“Jadi, Pak Hari tidak dievaluasi dulu?”
“Iya. Maka itu saya keberatan dan kesal. Masa saya diperlakukan begitu. Seolah-olah saya tidak mampu mengajar. Tapi saya tidak tunjukkan saat itu. Nanti malah tambah ruwet,” nada suara Hari terdengar naik. Ternyata ia mengungkapkan kekesalannya terhadap kepala sekolahnya, Bu Meli.
“Betul juga ya. Kalau saya kepala sekolahnya, saya bakal evaluasi dulu. Baru kasih masukan sekiranya ada kekurangan. Bukannya langsung disuruh memperhatikan guru lain.”
“Nah, itu maksud saya.”
“Kepala sekolah macam apa itu? Jangan-jangan ia tidak mengerti tentang perannya sebagai kepala sekolah,” kata Pak Budi.
“Atau mungkin sedang cari muka ke yayasan.

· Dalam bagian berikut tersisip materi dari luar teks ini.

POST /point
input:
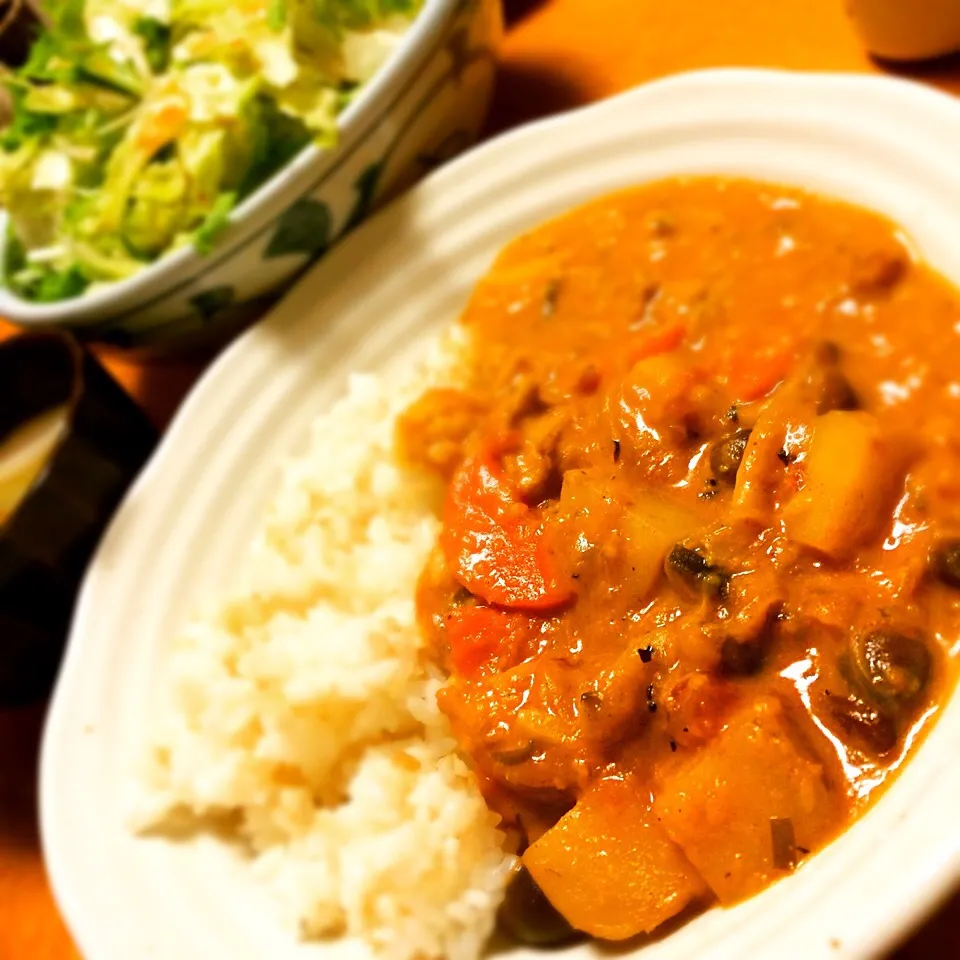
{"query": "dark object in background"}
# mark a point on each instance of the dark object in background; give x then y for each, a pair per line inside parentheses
(19, 22)
(47, 540)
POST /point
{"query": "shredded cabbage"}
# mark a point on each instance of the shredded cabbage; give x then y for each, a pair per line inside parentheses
(139, 124)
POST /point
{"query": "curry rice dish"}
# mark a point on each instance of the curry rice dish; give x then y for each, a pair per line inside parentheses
(691, 588)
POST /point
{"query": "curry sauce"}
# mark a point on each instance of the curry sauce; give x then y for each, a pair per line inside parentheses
(696, 589)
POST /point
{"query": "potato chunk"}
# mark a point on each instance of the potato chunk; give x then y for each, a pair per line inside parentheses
(749, 804)
(845, 483)
(652, 525)
(607, 866)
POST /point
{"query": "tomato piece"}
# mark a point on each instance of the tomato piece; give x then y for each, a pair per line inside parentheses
(484, 638)
(660, 339)
(494, 542)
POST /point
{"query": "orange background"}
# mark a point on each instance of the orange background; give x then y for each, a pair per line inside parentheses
(558, 54)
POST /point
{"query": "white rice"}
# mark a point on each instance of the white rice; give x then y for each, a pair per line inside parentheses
(301, 707)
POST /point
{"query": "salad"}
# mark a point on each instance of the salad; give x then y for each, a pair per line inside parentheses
(138, 125)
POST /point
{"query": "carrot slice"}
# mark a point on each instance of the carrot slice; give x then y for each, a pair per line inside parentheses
(755, 374)
(484, 638)
(494, 542)
(660, 339)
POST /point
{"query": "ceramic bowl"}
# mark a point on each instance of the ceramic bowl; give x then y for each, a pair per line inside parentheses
(425, 105)
(884, 143)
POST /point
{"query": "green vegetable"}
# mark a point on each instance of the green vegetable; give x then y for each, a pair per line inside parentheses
(215, 222)
(156, 41)
(132, 135)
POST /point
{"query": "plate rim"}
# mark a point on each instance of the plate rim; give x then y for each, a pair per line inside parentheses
(943, 870)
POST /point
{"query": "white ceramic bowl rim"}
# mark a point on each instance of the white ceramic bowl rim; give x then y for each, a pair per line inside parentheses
(903, 897)
(180, 267)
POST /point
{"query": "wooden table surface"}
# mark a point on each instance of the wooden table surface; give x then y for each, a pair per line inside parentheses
(558, 54)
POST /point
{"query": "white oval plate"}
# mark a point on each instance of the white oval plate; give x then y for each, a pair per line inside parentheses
(887, 144)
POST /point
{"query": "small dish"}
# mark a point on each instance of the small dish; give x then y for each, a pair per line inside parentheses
(425, 105)
(88, 439)
(882, 143)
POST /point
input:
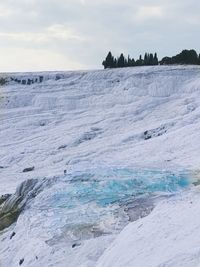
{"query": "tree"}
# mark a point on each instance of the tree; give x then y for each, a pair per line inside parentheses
(121, 61)
(155, 59)
(109, 62)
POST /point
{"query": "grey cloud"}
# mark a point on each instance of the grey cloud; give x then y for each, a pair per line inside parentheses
(121, 26)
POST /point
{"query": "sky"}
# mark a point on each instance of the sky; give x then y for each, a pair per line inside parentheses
(38, 35)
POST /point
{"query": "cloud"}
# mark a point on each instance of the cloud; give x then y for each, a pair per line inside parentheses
(54, 32)
(149, 12)
(83, 31)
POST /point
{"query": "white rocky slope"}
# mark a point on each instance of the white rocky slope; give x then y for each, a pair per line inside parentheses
(145, 117)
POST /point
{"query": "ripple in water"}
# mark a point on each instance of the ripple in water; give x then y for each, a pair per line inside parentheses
(88, 204)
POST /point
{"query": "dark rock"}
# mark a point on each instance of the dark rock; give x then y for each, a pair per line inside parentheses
(15, 203)
(21, 261)
(29, 169)
(12, 235)
(147, 137)
(3, 198)
(58, 77)
(62, 147)
(75, 245)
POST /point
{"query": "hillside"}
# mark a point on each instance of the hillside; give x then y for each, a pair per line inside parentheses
(134, 123)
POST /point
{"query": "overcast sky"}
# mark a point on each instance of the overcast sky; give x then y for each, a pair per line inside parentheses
(77, 34)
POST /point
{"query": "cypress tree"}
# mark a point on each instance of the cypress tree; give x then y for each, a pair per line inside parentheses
(121, 61)
(109, 61)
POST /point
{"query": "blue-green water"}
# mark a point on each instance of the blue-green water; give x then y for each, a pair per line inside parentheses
(81, 204)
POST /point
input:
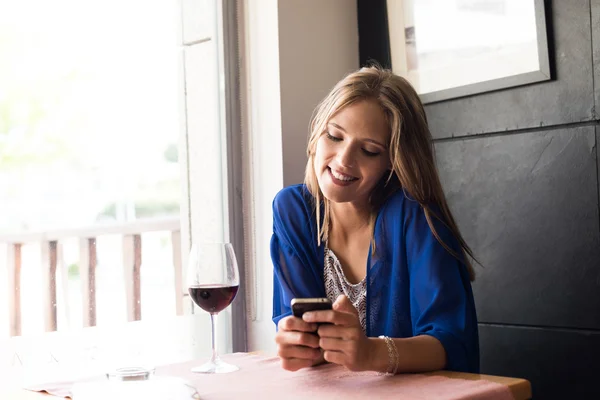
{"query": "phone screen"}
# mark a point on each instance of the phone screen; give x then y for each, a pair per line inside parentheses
(300, 306)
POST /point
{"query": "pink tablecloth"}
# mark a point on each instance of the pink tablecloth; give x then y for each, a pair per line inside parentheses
(262, 377)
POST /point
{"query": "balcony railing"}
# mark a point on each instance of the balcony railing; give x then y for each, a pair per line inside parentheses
(50, 242)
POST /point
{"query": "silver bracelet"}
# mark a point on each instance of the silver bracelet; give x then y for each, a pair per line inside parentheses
(393, 356)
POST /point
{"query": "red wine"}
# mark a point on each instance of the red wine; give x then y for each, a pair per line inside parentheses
(213, 298)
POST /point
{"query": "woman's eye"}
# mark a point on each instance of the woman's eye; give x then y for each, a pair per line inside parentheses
(333, 138)
(370, 153)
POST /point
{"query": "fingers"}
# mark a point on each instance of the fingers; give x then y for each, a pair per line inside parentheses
(299, 352)
(340, 332)
(297, 338)
(334, 344)
(292, 323)
(335, 357)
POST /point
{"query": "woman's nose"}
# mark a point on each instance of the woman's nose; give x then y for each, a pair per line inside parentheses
(345, 156)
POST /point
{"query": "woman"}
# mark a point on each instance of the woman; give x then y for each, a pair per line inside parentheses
(371, 230)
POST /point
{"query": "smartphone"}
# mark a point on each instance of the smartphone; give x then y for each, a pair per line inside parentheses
(300, 306)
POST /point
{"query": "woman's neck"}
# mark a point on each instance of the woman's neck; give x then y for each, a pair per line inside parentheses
(348, 219)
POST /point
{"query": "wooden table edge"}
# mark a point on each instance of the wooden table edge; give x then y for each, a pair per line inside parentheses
(519, 387)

Biar dianggap kepala sekolah yang tegas. Tapi, tetap saya tidak setuju dengan caranya. Tidak punya etika,” Pak Hari menanggapi.
“Bisa jadi. Tapi kita jangan menuduh terlalu jauh.” Pak Budi mencoba menghibur teman barunya itu.
“Tapi apa semua guru yang baru masuk diperlakukan seperti itu ya?” Pak Hari ingin tahu keadaan sebelumnya.
“Tidak. Saya memang diawasi oleh kepala sekolah pas mengajar pertama kali. Setelah itu diberi saran,”Pak Budi menceritakan pengalaman pertamanya, “saya ingat persis kepala sekolahnya, waktu itu saya mengajar di SMP, menyarankan agar suara saya lebih keras lagi.”
“Terus, guru-guru yang lain?”
“Setahu saya sih awalnya guru baru harus diawasi terlebih dahulu. Nah, kalau disuruh masuk kelas memperhatikan guru lain, seperti mahasiswa magang, tidak pernah saya dengar. Baru Pak Hari sepertinya.”